Arguments of QuipQuantizer includes:

  • codebook: the algorithm for quantization, including E8P12(2-bit), E8P12RVQ3B(3-bit), E8P12RVQ4B(4-bit), D4(2-bit), HI(4-bit). D4 and HI are relatively inferior to E8P12-based methods.
  • dataset: the data used for calibration, supports c4, ptb, wikitext2, redpajama.
  • nsamples: number of samples used for calibration, larger is slower. By default 4096 samples of calibration data will be used as suggested by the author, which will consume 500 - 750 GB CPU memory. Please reduce nsamples and ft_train_size if you don't have enough CPU memory.
  • quip_tune_iters: Greedy update passes of the algorithm, higher is slower but yields slightly better quanlity. Default to 10.
  • use_rand: A boolean flag that determines the decomposition strategy for dimensionality that is not a power of two. Say dim = 2^n * base, True will decompose it into 2^n Hadamard matrix and base x base random orthogonal matrices, False will decompose into two Hadamard matrix following the original implementation and use padding when such decomposition cannot be found. Default to true.
  • modules_to_not_convert: the name of layers not to quantize, useful for MOE models where gate layer is often unquantized.
  • merge_suv: An optional optimization that can cancel out certain vectors to reduce computation. It is currently only supported for llama, mixtral, and qwen models. The default setting is false.
  • ft_lr: The learning rate for the fine-tuning stage, as described in the paper's appendix. The default value is 5e-5.
  • ft_susv_lr: The learning rate for the SU/SV parameters during fine-tuning. The default value is 5e-4.
  • ft_epochs: The number of epochs for fine-tuning. The default is set to 5.
  • ft_train_size: The size of the training dataset used for fine-tuning. Larger sizes require significantly more CPU memory as it needs to calculate a larger logit matrix. The default is 384.
  • ft_valid_size: The size of the validation dataset for fine-tuning. The default is 128.
  • ft_batch_size: Batch size for the fine-tuning process. The default is 8.
  • ft_valid_freq: The frequency, in epochs, at which the validation is run. The default is every epoch.
  • ft_early_stop: The number of epochs to wait for an improvement in validation loss before early stopping. The default is 3 epochs.
  • ft_embedding: Whether finetune input and output embedding layer during end2end finetune stage, this can reduce perplexity but increase GPU memory usage The default is true.

Inference

from transformers import AutoTokenizer
from quantizer import load_quantized_model

quant_dir = "llama-70b_2bit_quip"

quant_model = load_quantized_model(quant_dir).cuda()
tokenizer = AutoTokenizer.from_pretrained(quant_dir)

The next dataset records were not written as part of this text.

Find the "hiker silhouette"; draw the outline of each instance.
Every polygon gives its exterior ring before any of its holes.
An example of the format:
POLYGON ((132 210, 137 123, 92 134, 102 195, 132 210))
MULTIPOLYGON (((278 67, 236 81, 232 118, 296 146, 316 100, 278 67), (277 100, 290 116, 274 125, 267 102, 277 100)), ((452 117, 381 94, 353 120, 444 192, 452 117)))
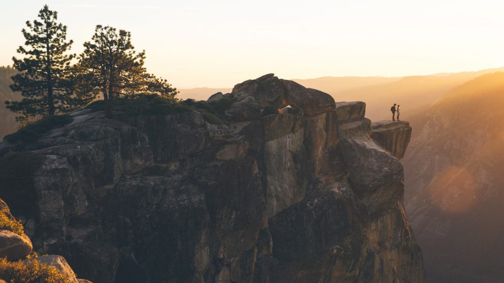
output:
POLYGON ((390 108, 390 111, 392 112, 392 121, 396 120, 396 104, 394 103, 394 106, 390 108))

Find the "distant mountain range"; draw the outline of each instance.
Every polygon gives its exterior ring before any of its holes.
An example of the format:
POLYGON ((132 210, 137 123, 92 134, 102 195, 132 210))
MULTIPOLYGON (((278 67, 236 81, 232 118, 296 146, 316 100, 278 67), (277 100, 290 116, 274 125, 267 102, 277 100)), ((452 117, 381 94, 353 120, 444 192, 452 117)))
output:
MULTIPOLYGON (((504 68, 478 72, 442 73, 428 76, 387 78, 382 77, 324 77, 293 81, 305 87, 326 92, 336 101, 366 102, 366 116, 372 120, 390 119, 390 106, 401 105, 407 117, 421 112, 453 88, 485 74, 504 71, 504 68)), ((180 98, 205 100, 217 92, 231 88, 198 88, 179 90, 180 98)))
POLYGON ((405 203, 429 281, 504 278, 504 73, 459 86, 409 118, 405 203))

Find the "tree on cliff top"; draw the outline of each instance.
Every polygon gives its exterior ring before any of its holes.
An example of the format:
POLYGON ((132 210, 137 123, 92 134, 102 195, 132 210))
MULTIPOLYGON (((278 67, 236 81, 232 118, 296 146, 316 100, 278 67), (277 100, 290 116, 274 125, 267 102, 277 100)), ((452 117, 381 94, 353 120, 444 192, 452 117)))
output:
POLYGON ((91 41, 84 43, 77 68, 89 86, 88 91, 101 93, 105 115, 111 116, 114 98, 139 93, 173 97, 178 92, 165 80, 148 74, 144 67, 145 51, 137 52, 131 43, 131 34, 123 30, 98 25, 91 41))
POLYGON ((86 102, 72 95, 68 79, 75 55, 67 54, 73 42, 67 40, 67 26, 56 22, 57 12, 47 5, 38 18, 40 21, 27 21, 28 29, 22 31, 26 40, 17 51, 24 57, 12 58, 21 73, 12 77, 11 88, 21 92, 23 98, 6 102, 8 108, 22 115, 17 119, 25 123, 68 112, 86 102))

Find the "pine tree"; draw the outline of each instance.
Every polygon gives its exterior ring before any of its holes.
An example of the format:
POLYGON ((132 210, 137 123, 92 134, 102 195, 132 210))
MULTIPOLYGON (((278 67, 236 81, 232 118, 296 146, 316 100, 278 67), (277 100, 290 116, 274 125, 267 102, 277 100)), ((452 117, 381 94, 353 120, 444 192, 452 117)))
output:
POLYGON ((67 40, 67 26, 56 22, 57 12, 47 5, 38 18, 40 21, 27 21, 28 30, 22 30, 26 41, 17 51, 24 58, 13 57, 14 67, 21 73, 12 77, 11 88, 21 92, 23 98, 6 104, 22 114, 18 117, 22 121, 68 112, 89 99, 72 95, 73 88, 68 79, 75 55, 67 54, 73 42, 67 40))
POLYGON ((166 80, 147 73, 145 51, 135 51, 129 32, 98 25, 84 47, 78 68, 88 85, 103 95, 107 117, 111 116, 111 103, 117 97, 139 93, 173 97, 177 93, 166 80))

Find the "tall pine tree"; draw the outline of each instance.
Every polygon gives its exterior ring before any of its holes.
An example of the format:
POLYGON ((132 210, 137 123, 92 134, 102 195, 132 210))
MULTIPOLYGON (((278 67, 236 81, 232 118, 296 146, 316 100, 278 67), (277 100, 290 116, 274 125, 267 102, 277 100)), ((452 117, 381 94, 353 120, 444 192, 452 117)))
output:
POLYGON ((178 92, 165 80, 147 73, 145 51, 135 51, 129 32, 118 32, 114 28, 98 25, 84 47, 77 68, 86 83, 103 95, 108 117, 112 115, 112 101, 117 97, 139 93, 173 97, 178 92))
POLYGON ((26 41, 17 51, 24 57, 13 57, 14 67, 21 73, 12 77, 11 88, 21 92, 23 98, 6 102, 8 108, 22 114, 18 120, 25 122, 67 112, 89 100, 71 96, 68 79, 75 55, 67 54, 73 43, 67 40, 67 26, 56 22, 57 13, 47 5, 38 18, 27 21, 27 29, 22 30, 26 41))

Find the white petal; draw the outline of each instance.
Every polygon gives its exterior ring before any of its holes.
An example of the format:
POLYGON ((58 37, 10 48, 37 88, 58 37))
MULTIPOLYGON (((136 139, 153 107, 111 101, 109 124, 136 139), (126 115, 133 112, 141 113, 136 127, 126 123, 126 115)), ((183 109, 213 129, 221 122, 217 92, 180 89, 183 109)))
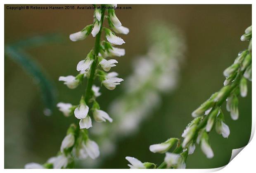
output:
POLYGON ((112 47, 113 49, 110 49, 109 52, 111 56, 121 56, 126 54, 124 49, 120 49, 117 47, 112 47))
POLYGON ((101 14, 98 10, 96 10, 95 13, 95 16, 98 21, 100 21, 100 19, 101 19, 101 14))
POLYGON ((211 148, 204 139, 202 139, 201 141, 201 149, 208 159, 213 157, 213 152, 211 148))
POLYGON ((119 20, 117 17, 116 17, 116 14, 114 14, 113 15, 110 15, 110 20, 111 20, 111 21, 115 27, 118 28, 122 26, 122 23, 121 23, 120 21, 119 20))
POLYGON ((106 78, 107 79, 113 78, 114 77, 116 77, 117 76, 118 76, 118 73, 117 73, 116 72, 110 72, 108 73, 108 74, 106 76, 106 78))
POLYGON ((90 59, 81 61, 77 64, 76 70, 78 72, 80 71, 86 70, 90 68, 92 63, 92 61, 90 59))
POLYGON ((99 92, 100 91, 100 88, 98 86, 96 86, 95 85, 92 85, 92 90, 93 91, 94 93, 94 96, 95 97, 98 97, 101 95, 101 93, 99 92))
POLYGON ((100 30, 100 23, 96 22, 94 24, 94 26, 92 30, 92 35, 93 37, 95 37, 99 33, 100 30))
POLYGON ((82 104, 75 109, 75 116, 78 119, 85 118, 89 112, 89 107, 87 105, 82 104))
POLYGON ((110 35, 107 35, 106 37, 109 42, 114 44, 122 45, 126 43, 123 40, 114 35, 112 33, 110 33, 110 35))
POLYGON ((85 144, 85 150, 89 156, 94 159, 100 156, 99 146, 93 140, 88 140, 85 144))
POLYGON ((85 118, 81 119, 79 122, 80 129, 88 129, 92 126, 92 119, 90 116, 88 116, 85 118))
POLYGON ((221 123, 221 134, 223 138, 227 138, 230 133, 229 127, 223 122, 221 123))
POLYGON ((188 146, 188 154, 192 154, 196 149, 196 145, 194 144, 190 144, 188 146))
POLYGON ((53 162, 54 169, 60 169, 66 167, 69 163, 69 159, 64 155, 57 156, 53 162))
POLYGON ((37 163, 29 163, 25 165, 25 169, 44 169, 45 168, 37 163))
POLYGON ((123 26, 121 26, 120 27, 113 27, 113 30, 114 31, 118 34, 128 34, 129 32, 130 32, 130 30, 129 28, 126 27, 125 27, 123 26))
POLYGON ((146 167, 143 164, 136 158, 127 156, 126 157, 126 159, 132 165, 128 165, 131 168, 136 168, 137 169, 146 168, 146 167))
POLYGON ((79 31, 69 35, 69 39, 73 42, 82 40, 86 37, 86 31, 79 31))
POLYGON ((170 146, 170 143, 152 145, 149 146, 149 150, 154 153, 164 153, 167 151, 170 146))

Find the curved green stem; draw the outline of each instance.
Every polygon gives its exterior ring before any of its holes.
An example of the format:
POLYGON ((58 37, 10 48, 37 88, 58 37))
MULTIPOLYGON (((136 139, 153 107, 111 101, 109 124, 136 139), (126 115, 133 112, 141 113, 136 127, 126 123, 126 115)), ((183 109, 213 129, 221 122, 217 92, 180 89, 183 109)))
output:
POLYGON ((86 104, 88 104, 90 98, 91 97, 92 95, 92 87, 93 82, 94 81, 94 77, 95 76, 95 72, 96 70, 96 65, 97 65, 98 61, 98 55, 100 52, 100 37, 101 36, 101 33, 102 31, 102 26, 103 25, 103 21, 104 20, 104 14, 105 14, 105 9, 104 8, 102 8, 104 6, 104 5, 101 5, 101 26, 100 29, 99 33, 97 34, 96 37, 96 40, 95 41, 95 46, 94 47, 94 58, 93 59, 93 62, 91 66, 91 70, 90 74, 90 77, 88 79, 87 82, 87 86, 85 90, 85 101, 86 104))

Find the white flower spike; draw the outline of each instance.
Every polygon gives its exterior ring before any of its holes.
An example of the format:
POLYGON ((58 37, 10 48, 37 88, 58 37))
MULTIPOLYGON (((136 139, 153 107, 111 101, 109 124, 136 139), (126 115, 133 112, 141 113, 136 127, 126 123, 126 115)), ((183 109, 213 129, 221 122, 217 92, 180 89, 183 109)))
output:
POLYGON ((106 120, 110 122, 113 122, 113 119, 110 118, 109 115, 102 110, 96 109, 93 111, 93 117, 98 122, 106 122, 106 120))
POLYGON ((95 11, 95 16, 98 20, 100 21, 101 19, 101 11, 100 9, 97 9, 95 11))
POLYGON ((92 30, 92 37, 95 37, 96 35, 99 33, 100 30, 101 24, 99 22, 95 22, 94 23, 94 26, 92 30))
POLYGON ((218 134, 221 134, 223 138, 228 138, 230 131, 228 126, 223 121, 219 121, 216 123, 216 131, 218 134))
POLYGON ((92 159, 95 159, 100 156, 99 146, 95 141, 87 140, 84 147, 87 154, 92 159))
POLYGON ((106 79, 109 79, 116 77, 118 76, 118 73, 115 72, 109 72, 106 75, 106 79))
POLYGON ((101 93, 99 92, 100 88, 98 86, 96 86, 95 85, 92 85, 92 90, 93 91, 94 94, 94 96, 96 97, 99 97, 101 95, 101 93))
POLYGON ((105 31, 106 32, 106 38, 110 43, 116 45, 122 45, 126 43, 123 40, 115 35, 110 29, 105 28, 105 31))
POLYGON ((121 26, 118 28, 114 26, 112 28, 112 29, 115 33, 118 34, 127 35, 130 32, 130 30, 128 28, 126 28, 123 26, 121 26))
POLYGON ((69 163, 69 159, 64 154, 61 154, 52 158, 50 161, 52 161, 52 163, 53 164, 54 169, 61 169, 67 166, 69 163))
POLYGON ((180 155, 177 154, 167 152, 166 153, 164 161, 167 165, 167 167, 170 168, 171 166, 177 165, 180 159, 180 155))
POLYGON ((89 107, 84 104, 80 105, 75 109, 74 113, 76 117, 78 119, 83 119, 87 116, 89 112, 89 107))
POLYGON ((116 66, 115 63, 118 63, 118 62, 115 59, 110 59, 106 60, 105 59, 102 60, 100 62, 99 64, 101 66, 102 68, 106 72, 108 72, 110 70, 111 67, 116 66))
POLYGON ((131 169, 146 168, 146 166, 144 166, 144 164, 136 158, 127 156, 126 157, 126 159, 131 164, 131 165, 128 164, 128 166, 131 169))
POLYGON ((29 163, 25 165, 25 169, 44 169, 45 167, 37 163, 29 163))
POLYGON ((90 68, 92 62, 93 61, 89 58, 80 61, 76 66, 76 70, 78 72, 88 70, 90 68))
POLYGON ((102 84, 109 90, 113 90, 116 88, 116 85, 120 85, 121 82, 123 81, 123 79, 118 77, 114 77, 106 80, 102 82, 102 84))
POLYGON ((59 78, 59 81, 64 81, 64 84, 70 89, 74 89, 79 84, 79 81, 76 79, 76 77, 72 75, 67 76, 60 76, 59 78))
POLYGON ((70 108, 72 107, 71 104, 59 102, 57 104, 57 107, 59 108, 59 110, 62 112, 65 117, 67 117, 70 115, 71 112, 70 108))
POLYGON ((79 126, 80 129, 88 129, 92 127, 92 119, 89 116, 86 116, 85 118, 80 119, 79 122, 79 126))

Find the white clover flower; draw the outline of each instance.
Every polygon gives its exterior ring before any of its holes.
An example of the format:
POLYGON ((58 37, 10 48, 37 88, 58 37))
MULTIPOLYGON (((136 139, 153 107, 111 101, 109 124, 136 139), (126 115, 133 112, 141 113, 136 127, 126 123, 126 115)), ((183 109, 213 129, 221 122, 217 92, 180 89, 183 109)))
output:
POLYGON ((123 79, 118 77, 114 77, 106 79, 102 82, 102 84, 109 90, 113 90, 116 88, 116 85, 120 85, 120 82, 123 81, 123 79))
POLYGON ((116 77, 118 76, 118 73, 115 72, 109 72, 106 75, 106 79, 109 79, 116 77))
POLYGON ((206 141, 205 139, 202 138, 201 140, 201 150, 206 155, 208 159, 211 159, 214 156, 213 152, 209 144, 206 141))
POLYGON ((167 165, 168 168, 177 165, 180 159, 181 156, 177 154, 167 152, 165 154, 164 162, 167 165))
POLYGON ((113 122, 113 119, 110 118, 107 113, 102 110, 96 109, 93 111, 93 117, 97 122, 106 122, 106 120, 110 122, 113 122))
POLYGON ((28 163, 25 165, 25 169, 45 169, 42 165, 37 163, 28 163))
POLYGON ((109 49, 110 56, 123 56, 126 54, 126 51, 124 49, 118 48, 117 47, 112 47, 112 49, 109 49))
POLYGON ((61 169, 66 168, 69 163, 69 158, 64 154, 61 154, 48 160, 48 163, 53 165, 54 169, 61 169))
POLYGON ((94 96, 97 97, 101 95, 101 93, 99 92, 100 88, 98 86, 96 86, 95 85, 92 85, 92 90, 93 91, 94 94, 94 96))
POLYGON ((69 35, 69 39, 71 41, 76 42, 79 40, 84 40, 87 36, 86 34, 87 31, 85 30, 83 31, 79 31, 69 35))
POLYGON ((101 19, 101 12, 100 9, 97 9, 95 11, 95 16, 99 21, 100 21, 101 19))
POLYGON ((60 146, 60 151, 63 152, 65 148, 69 148, 75 143, 75 137, 73 134, 69 134, 65 137, 60 146))
POLYGON ((110 70, 111 67, 116 66, 115 63, 118 63, 118 62, 115 59, 110 59, 106 60, 105 59, 102 60, 99 63, 101 66, 102 68, 106 72, 108 72, 110 70))
POLYGON ((95 159, 100 156, 99 146, 95 141, 90 139, 87 140, 84 147, 86 153, 92 159, 95 159))
POLYGON ((122 38, 117 37, 110 31, 109 33, 106 32, 106 37, 110 43, 116 45, 122 45, 126 42, 122 38))
POLYGON ((146 166, 140 160, 134 157, 127 156, 126 159, 128 161, 131 165, 128 164, 128 166, 131 169, 146 169, 146 166))
POLYGON ((76 70, 78 72, 87 70, 90 68, 93 61, 90 58, 86 58, 85 60, 80 61, 76 66, 76 70))
POLYGON ((223 121, 218 121, 216 122, 215 126, 216 131, 218 134, 221 134, 223 138, 228 138, 230 131, 228 126, 223 121))
POLYGON ((59 110, 62 112, 65 117, 67 117, 69 116, 71 112, 70 108, 72 108, 72 105, 70 103, 59 102, 57 104, 57 107, 59 108, 59 110))
POLYGON ((70 89, 74 89, 79 84, 79 81, 76 79, 76 77, 71 75, 67 76, 60 76, 59 81, 64 81, 64 84, 70 89))
POLYGON ((94 23, 94 26, 92 30, 92 37, 95 37, 99 33, 100 30, 100 26, 101 24, 100 22, 95 22, 94 23))
POLYGON ((87 116, 89 112, 89 107, 84 104, 81 104, 75 109, 75 117, 78 119, 83 119, 87 116))
POLYGON ((80 129, 88 129, 92 127, 92 119, 89 116, 87 116, 85 118, 80 119, 79 122, 79 126, 80 129))
POLYGON ((117 33, 118 34, 128 34, 129 32, 130 32, 130 30, 128 28, 125 27, 123 26, 121 26, 119 27, 116 27, 114 26, 112 28, 113 30, 115 32, 115 33, 117 33))
POLYGON ((192 154, 194 153, 194 150, 196 149, 196 145, 193 143, 191 143, 188 146, 188 154, 192 154))
POLYGON ((86 151, 85 150, 85 145, 84 142, 83 142, 82 143, 81 148, 79 149, 78 153, 78 158, 80 159, 86 159, 88 156, 88 154, 87 154, 86 151))

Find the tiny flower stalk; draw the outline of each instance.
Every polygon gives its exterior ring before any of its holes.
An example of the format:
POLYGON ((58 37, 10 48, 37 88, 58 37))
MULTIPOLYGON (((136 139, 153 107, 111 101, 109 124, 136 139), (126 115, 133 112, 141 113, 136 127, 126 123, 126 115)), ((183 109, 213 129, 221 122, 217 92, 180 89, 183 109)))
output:
POLYGON ((178 138, 171 138, 163 143, 150 145, 149 150, 154 153, 164 153, 167 152, 178 141, 178 138))

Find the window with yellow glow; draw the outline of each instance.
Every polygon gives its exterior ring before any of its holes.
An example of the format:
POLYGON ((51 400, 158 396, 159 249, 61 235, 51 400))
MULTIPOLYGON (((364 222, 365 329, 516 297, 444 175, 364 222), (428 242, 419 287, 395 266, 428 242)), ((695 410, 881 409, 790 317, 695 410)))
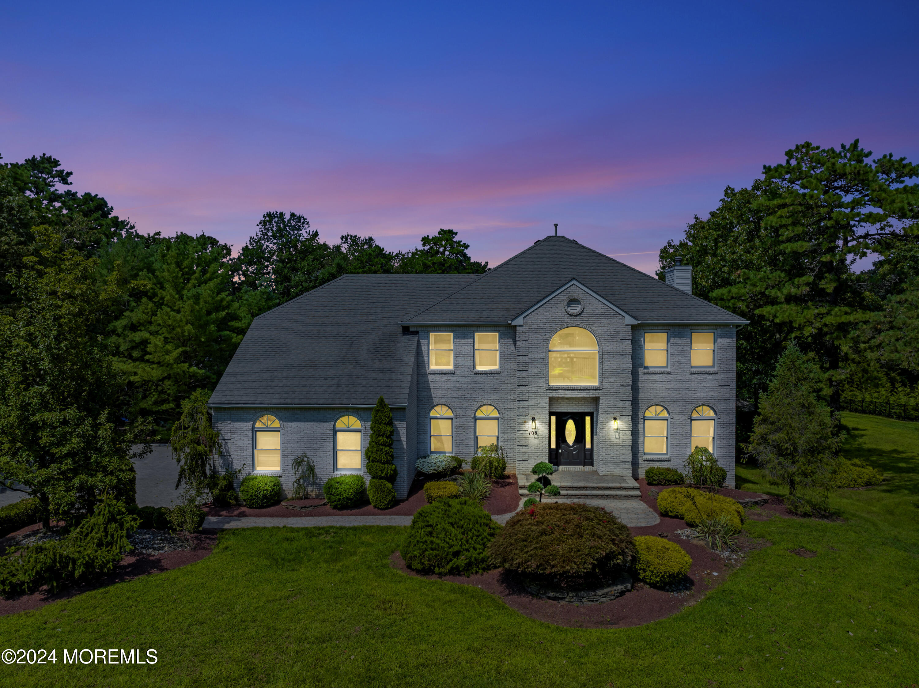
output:
POLYGON ((428 335, 428 355, 432 370, 453 367, 453 333, 431 333, 428 335))
POLYGON ((431 409, 431 454, 453 451, 453 411, 438 404, 431 409))
POLYGON ((667 367, 667 333, 644 333, 644 366, 645 367, 667 367))
POLYGON ((689 420, 692 425, 692 449, 704 446, 715 453, 715 412, 710 406, 697 406, 689 420))
POLYGON ((598 360, 596 338, 583 327, 566 327, 549 343, 549 384, 599 384, 598 360))
POLYGON ((693 333, 689 363, 693 367, 715 366, 715 333, 693 333))
POLYGON ((281 424, 274 416, 264 415, 255 421, 255 470, 281 469, 281 424))
POLYGON ((670 414, 663 406, 652 406, 644 412, 644 453, 667 453, 667 425, 670 414))
POLYGON ((335 470, 360 470, 360 421, 342 416, 335 421, 335 470))
POLYGON ((475 333, 475 369, 494 370, 498 367, 498 333, 475 333))
POLYGON ((475 446, 476 450, 483 446, 498 444, 498 410, 485 404, 475 412, 475 446))

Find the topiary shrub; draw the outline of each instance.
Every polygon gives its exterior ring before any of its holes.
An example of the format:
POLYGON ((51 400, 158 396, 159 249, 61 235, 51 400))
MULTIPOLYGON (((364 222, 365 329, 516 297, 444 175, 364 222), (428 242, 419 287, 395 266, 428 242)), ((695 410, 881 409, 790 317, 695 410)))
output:
POLYGON ((450 480, 431 480, 425 483, 425 499, 431 504, 437 500, 460 496, 460 486, 450 480))
POLYGON ((879 485, 884 474, 860 459, 841 461, 833 476, 834 488, 864 488, 879 485))
POLYGON ((371 478, 367 496, 377 509, 391 509, 396 505, 396 489, 386 480, 371 478))
POLYGON ((644 479, 649 485, 682 485, 686 478, 675 468, 652 466, 644 471, 644 479))
POLYGON ((689 572, 692 558, 679 545, 663 537, 639 536, 635 538, 635 574, 649 585, 678 582, 689 572))
POLYGON ((482 573, 493 568, 488 546, 500 531, 471 500, 437 500, 415 513, 401 553, 405 565, 419 573, 482 573))
POLYGON ((239 496, 250 509, 264 509, 281 501, 281 481, 278 476, 248 475, 239 486, 239 496))
POLYGON ((367 501, 367 485, 357 474, 335 476, 323 485, 323 494, 333 509, 350 509, 367 501))
POLYGON ((635 546, 629 528, 604 509, 545 503, 511 516, 489 554, 496 566, 516 573, 577 585, 630 567, 635 546))

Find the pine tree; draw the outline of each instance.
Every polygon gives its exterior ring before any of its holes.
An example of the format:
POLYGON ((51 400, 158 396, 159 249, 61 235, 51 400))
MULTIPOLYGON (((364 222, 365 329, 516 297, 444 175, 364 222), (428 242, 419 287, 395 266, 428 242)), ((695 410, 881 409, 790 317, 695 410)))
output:
POLYGON ((389 509, 396 501, 396 491, 392 487, 398 475, 392 451, 394 430, 392 411, 386 400, 380 397, 370 415, 370 441, 366 455, 367 472, 370 474, 367 492, 370 503, 378 509, 389 509))

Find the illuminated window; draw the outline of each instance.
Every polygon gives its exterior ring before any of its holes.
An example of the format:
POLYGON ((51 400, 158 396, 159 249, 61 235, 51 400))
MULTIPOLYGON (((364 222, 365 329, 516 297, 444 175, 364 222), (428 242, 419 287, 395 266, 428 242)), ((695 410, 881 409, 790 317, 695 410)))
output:
POLYGON ((255 421, 255 470, 281 469, 281 424, 274 416, 255 421))
POLYGON ((453 412, 438 404, 431 409, 431 454, 453 451, 453 412))
POLYGON ((667 333, 644 333, 644 365, 645 367, 667 367, 667 333))
POLYGON ((498 410, 485 404, 475 412, 475 446, 476 450, 483 446, 498 444, 498 410))
POLYGON ((453 333, 431 333, 428 346, 432 370, 453 367, 453 333))
POLYGON ((342 416, 335 421, 335 470, 360 470, 360 421, 342 416))
POLYGON ((692 425, 692 446, 704 446, 715 453, 715 412, 710 406, 697 406, 689 420, 692 425))
POLYGON ((475 369, 494 370, 498 367, 498 333, 475 333, 475 369))
POLYGON ((566 327, 549 343, 550 385, 596 385, 596 338, 583 327, 566 327))
POLYGON ((713 367, 715 365, 715 333, 693 333, 689 363, 693 367, 713 367))
POLYGON ((652 406, 644 412, 644 453, 667 453, 667 424, 670 414, 663 406, 652 406))

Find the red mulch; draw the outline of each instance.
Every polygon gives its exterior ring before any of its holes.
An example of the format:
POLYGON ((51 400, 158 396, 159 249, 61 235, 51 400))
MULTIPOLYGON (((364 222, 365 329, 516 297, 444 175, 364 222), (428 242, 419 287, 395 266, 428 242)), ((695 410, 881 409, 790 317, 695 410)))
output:
MULTIPOLYGON (((204 510, 209 516, 262 516, 274 518, 295 518, 298 516, 411 516, 416 511, 425 506, 427 502, 425 500, 425 480, 415 480, 409 490, 408 499, 396 502, 391 509, 377 509, 367 504, 357 509, 333 509, 328 504, 311 509, 308 512, 301 512, 297 509, 288 509, 281 504, 269 506, 267 509, 248 509, 244 506, 210 506, 204 510)), ((492 514, 510 513, 516 511, 520 504, 520 496, 517 492, 516 476, 511 475, 502 480, 494 480, 492 484, 492 494, 482 504, 485 511, 492 514)), ((309 506, 311 504, 322 504, 324 500, 301 500, 298 502, 288 502, 289 504, 297 506, 309 506)))
MULTIPOLYGON (((0 548, 6 551, 6 548, 12 544, 15 536, 19 536, 40 527, 40 524, 36 524, 17 530, 16 533, 0 539, 0 548)), ((56 595, 52 595, 46 589, 42 589, 38 592, 9 600, 0 598, 0 616, 38 609, 50 603, 57 602, 58 600, 66 600, 81 592, 88 592, 91 590, 111 585, 112 583, 130 581, 133 578, 145 576, 148 573, 167 571, 172 569, 178 569, 180 566, 200 561, 210 554, 214 548, 214 545, 217 542, 217 533, 218 531, 216 530, 205 530, 193 536, 193 549, 176 549, 173 552, 154 555, 129 555, 121 559, 120 563, 115 567, 114 571, 100 581, 87 585, 81 585, 77 588, 71 588, 58 592, 56 595)))

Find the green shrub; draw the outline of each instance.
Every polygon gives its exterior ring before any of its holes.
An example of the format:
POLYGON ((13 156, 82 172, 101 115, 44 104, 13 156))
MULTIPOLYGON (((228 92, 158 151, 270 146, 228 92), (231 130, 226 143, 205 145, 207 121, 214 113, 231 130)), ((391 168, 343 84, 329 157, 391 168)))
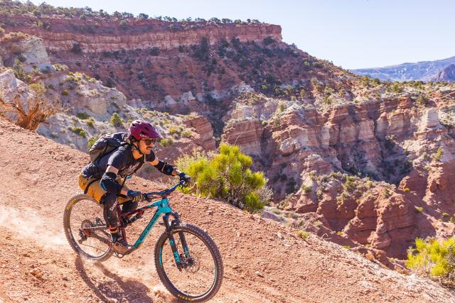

input_ids = tokenizer.encode("The capital of France is", return_tensors="pt").cuda()
print(tokenizer.decode(quant_model.generate(input_ids, do_sample=True)[0]))

Finetune

Finetune with Lora adapter is supported. Please check example_finetune.py as a minial example.

Speedup

torch.compile

For simplicity I removed the old gpt-fast examples and added a simple script based on the huggingface/transformers newly introduced static cache. Currently the generation speed is about 138 tokens/s for Llama-7b at batchsize=1 using single 4090.

It's slower than gpt-fast though (~184 tokens/s). If you wanna use gpt-fast example, please refer to the previous commit.

python example_generate.py --model_path llama-70b_2bit_quip --streaming --compile

vLLM

Working on the a custom branch of vLLM now. Unfunately tensor-parallel is not supported because Hadamard transform cannot be done for sharded input. Currently the generation speed benchmarked using benchmark_latency.py is about 159 tokens/s for Llama-7b at batchsize=1 using single 4090.